Institute of Pharmacy and Biochemistry, Johannes Gutenberg University Mainz , Staudinger Weg 5, 55099 Mainz, Germany.
Department of Pharmaceutical Sciences, University of Michigan , Ann Arbor, Michigan 48109, United States.
Mol Pharm. 2017 Dec 4;14(12):4209-4219. doi: 10.1021/acs.molpharmaceut.6b00877. Epub 2017 Feb 28.

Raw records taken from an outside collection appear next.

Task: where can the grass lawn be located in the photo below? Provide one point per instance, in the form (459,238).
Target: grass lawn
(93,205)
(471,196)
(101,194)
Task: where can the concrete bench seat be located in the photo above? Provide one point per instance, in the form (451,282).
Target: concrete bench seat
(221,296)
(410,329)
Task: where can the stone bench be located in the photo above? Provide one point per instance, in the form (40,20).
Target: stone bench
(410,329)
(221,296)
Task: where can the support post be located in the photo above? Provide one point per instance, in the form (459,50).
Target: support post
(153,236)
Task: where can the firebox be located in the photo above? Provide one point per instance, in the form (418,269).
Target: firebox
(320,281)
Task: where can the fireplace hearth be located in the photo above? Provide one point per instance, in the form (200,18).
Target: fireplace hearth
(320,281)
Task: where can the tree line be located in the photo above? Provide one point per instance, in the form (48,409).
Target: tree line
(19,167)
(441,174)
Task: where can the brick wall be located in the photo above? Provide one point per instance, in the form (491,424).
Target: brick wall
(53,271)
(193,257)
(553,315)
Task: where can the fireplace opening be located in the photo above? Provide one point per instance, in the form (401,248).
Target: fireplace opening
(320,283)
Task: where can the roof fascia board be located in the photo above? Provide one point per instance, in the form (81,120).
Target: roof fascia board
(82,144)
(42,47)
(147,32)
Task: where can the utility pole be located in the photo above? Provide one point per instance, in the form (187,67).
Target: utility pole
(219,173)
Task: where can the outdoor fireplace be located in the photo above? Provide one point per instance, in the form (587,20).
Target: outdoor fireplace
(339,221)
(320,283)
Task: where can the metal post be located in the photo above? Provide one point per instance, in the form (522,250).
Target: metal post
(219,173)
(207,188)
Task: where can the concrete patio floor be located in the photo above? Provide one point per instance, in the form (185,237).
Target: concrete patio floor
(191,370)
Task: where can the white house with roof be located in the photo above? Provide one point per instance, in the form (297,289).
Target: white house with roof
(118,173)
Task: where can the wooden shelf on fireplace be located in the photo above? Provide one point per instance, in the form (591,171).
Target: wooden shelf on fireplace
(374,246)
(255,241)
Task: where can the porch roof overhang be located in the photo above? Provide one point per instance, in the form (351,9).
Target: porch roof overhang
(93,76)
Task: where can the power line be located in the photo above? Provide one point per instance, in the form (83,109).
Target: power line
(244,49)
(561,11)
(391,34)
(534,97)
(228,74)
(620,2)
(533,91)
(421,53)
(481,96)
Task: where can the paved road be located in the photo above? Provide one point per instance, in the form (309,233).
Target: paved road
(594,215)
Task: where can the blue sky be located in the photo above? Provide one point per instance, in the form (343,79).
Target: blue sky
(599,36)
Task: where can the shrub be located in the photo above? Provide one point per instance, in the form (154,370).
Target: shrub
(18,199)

First introduced in the second half of the 19th century, enteric coatings are commonly used to protect acid-labile drugs, reduce the risk of gastric side effects due to irritating drugs, or for local drug delivery to the lower gastrointestinal (GI) tract. The currently available enteric-coatings are based on pH-sensitive weakly acidic polymers. Despite the long history of their use, the causes behind their performance often being unpredictable have not been properly investigated with most of the attention being focused only on the gastric emptying. However, little attention has been given to the postgastric emptying disintegration and dissolution of these dosage forms. This lack of attention has contributed to the difficulty in predicting the in vivo behavior of these dosage forms and to cases of bioavailability problems with some enteric-coated products. Therefore, increased attention needs to be given to this issue.
肠溶包衣于 19 世纪下半叶首次问世,常用于保护对酸不稳定的药物,降低因刺激性药物导致的胃部副作用风险,或用于将药物递送至下胃肠道(GI)。目前可用的肠溶包衣基于 pH 敏感的弱酸性聚合物。尽管其应用已有很长的历史,但由于其性能往往不可预测,因此并未对其进行适当的研究,大多数注意力仅集中在胃排空上。然而,对于这些剂型在胃排空后的崩解和溶解却很少受到关注。这种关注的缺乏导致了难以预测这些剂型的体内行为,以及一些肠溶产品出现生物利用度问题。因此,需要更加关注这个问题。